# Show your multi-LED Dropins



## Illum (Nov 27, 2014)

Who knew we would end up this far since 2007, when the first P60 LED drop-in came about there's been a race for more lumens. Even though surefire has largely discontinued P60 lights, focusing instead on its LED models, the D26 lamp never really went away. At first ones that hit the markets were full custom drop-ins. Then came Oveready, EDC+, Eagletac, and suddenly this insane output technology has made it way to us by the familiar route. As quickly as triops came the quads came too:laughing:

Heres my showcases
EDC Plus / IS X60L3 Triple LED P60 Dropin ( High CRI)
Icarus built Quad XPG R5 CW + Carlo Spot 24mm + NANJG 105C 3.04A linear driver
SPORTAC® P60 drop-ins ©2014 Eagtac™ LLC






Of the three, the EDC+ is the dimmest [Nichia 219] but it used most frequently. H-M-L function is a big plus around the house. The least useful is the Eagletac, single mode, for a search light its output redeems its cost fairly well, just need to find an 2x18500 body for guilt free lumens

Enough talk, lets see some. :nana:


----------



## pyro1son (May 10, 2015)

I agree with your comment about the Sportac.

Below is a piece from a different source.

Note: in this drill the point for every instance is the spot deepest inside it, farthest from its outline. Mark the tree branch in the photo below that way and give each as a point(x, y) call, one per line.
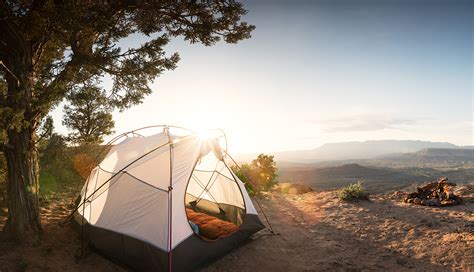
point(6, 70)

Was good entry into multi emitter drop-ins but single mode didn't really work for me.
Now it has a 17mm A17PZL driver at 3A max, 5 modes (Moon, Low, Med, High, Turbo) off time memory and now its perfect.


----------



## alfa (May 10, 2015)

Two very similar drop ins, but slightly different:






The left one has Nichia 219*B*, the right one Nichia 291*A*. Neutral-to-cool white the first, neutral white the second :ironic:


----------